Dept. of Biological Sciences, 107 Hochstetter Hall, State Univ. of New York at Buffalo, Buffalo, NY 14260, USA.
Journal of Applied Physiology (Impact Factor: 3.43). 03/2011; 110(6):1732-47. DOI: 10.1152/japplphysiol.00079.2011
Source: PubMed

ABSTRACT Diurnal-nocturnal, or circadian-like, rhythms are 24-h variations in biological processes, evolved for the efficient functioning of living organisms. Such oscillations and their regulation in many peripheral tissues are still unclear. In this study, we used Affymetrix gene chips in a rich time-series experiment involving 54 animals killed at 18 time points within the 24-h cycle to examine light-dark cycle patterns of gene expression in rat lungs.
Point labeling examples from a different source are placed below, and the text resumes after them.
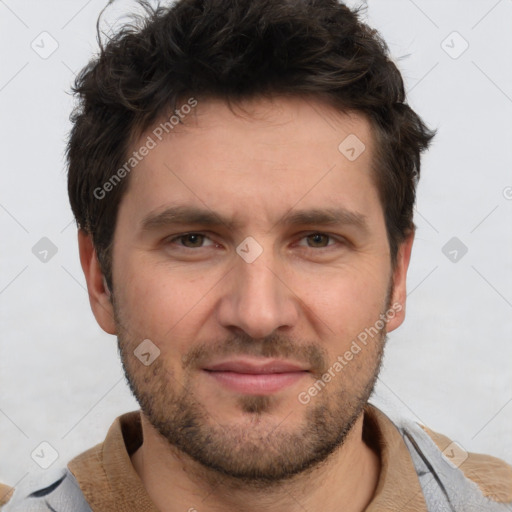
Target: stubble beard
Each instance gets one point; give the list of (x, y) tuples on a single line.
[(260, 450)]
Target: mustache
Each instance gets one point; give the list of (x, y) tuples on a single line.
[(272, 346)]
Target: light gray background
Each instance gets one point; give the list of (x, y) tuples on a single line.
[(448, 366)]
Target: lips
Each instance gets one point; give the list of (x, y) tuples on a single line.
[(255, 377)]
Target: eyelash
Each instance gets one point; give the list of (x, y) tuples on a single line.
[(339, 240)]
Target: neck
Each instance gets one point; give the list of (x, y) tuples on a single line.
[(347, 479)]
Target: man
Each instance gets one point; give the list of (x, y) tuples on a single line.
[(243, 177)]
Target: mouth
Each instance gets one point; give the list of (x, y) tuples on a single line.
[(255, 376)]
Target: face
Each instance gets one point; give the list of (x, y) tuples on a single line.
[(252, 254)]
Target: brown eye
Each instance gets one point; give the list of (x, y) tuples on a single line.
[(192, 240), (318, 240)]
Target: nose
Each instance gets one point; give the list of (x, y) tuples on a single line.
[(257, 298)]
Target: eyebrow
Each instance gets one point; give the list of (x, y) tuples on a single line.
[(183, 215)]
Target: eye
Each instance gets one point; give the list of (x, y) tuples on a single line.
[(192, 240), (317, 240)]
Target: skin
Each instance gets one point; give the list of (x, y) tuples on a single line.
[(304, 299)]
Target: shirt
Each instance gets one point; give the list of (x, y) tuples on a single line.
[(109, 482)]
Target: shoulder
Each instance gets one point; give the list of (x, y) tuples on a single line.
[(493, 476), (57, 491), (5, 494)]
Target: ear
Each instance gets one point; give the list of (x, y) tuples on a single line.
[(399, 295), (99, 294)]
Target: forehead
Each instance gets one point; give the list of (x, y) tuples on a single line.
[(263, 156)]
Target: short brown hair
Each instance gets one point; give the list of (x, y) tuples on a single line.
[(237, 50)]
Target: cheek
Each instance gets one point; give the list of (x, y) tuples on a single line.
[(346, 301), (163, 304)]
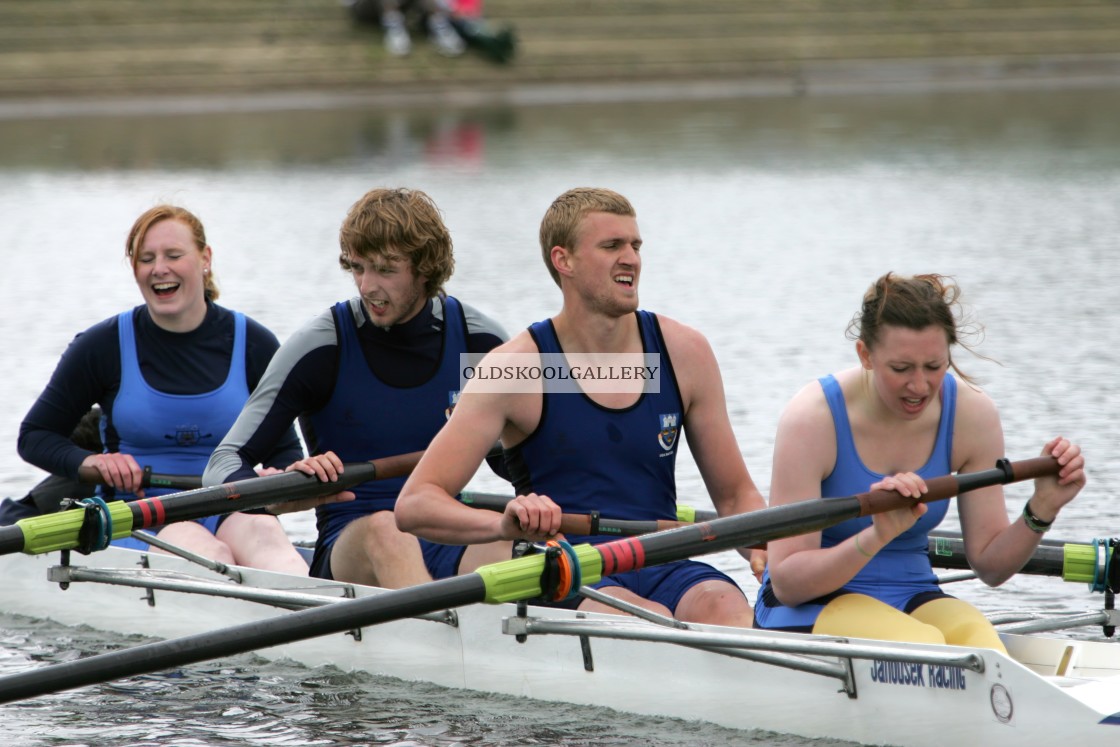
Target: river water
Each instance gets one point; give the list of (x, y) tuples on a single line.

Data mining identified 646 genes (represented by 1,006 probe sets) showing robust oscillations in expression in lung that were parsed into 8 distinct temporal clusters. Surprisingly, more than two-thirds of the probe sets showing cyclic expression peaked during the animal's light/inactive period. Six core clock genes and nine clock-related genes showed rhythmic oscillations in their expression in lung. Many of the genes that peaked during the inactive period included genes related to extracellular matrix, cytoskeleton, and protein processing and trafficking, which appear to be mainly involved in the repair and remodeling of the organ. Genes coding for growth factor ligands and their receptors, which play important roles in maintaining normal lung function, also showed rhythmic expression. In addition, genes involved in the metabolism and transport of endogenous compounds, xenobiotics, and therapeutic drugs, along with genes that are biomarkers or potential therapeutic targets for many lung diseases, also exhibited 24-h cyclic oscillations, suggesting an important role for such rhythms in regulating various aspects of the physiology and pathophysiology of lung.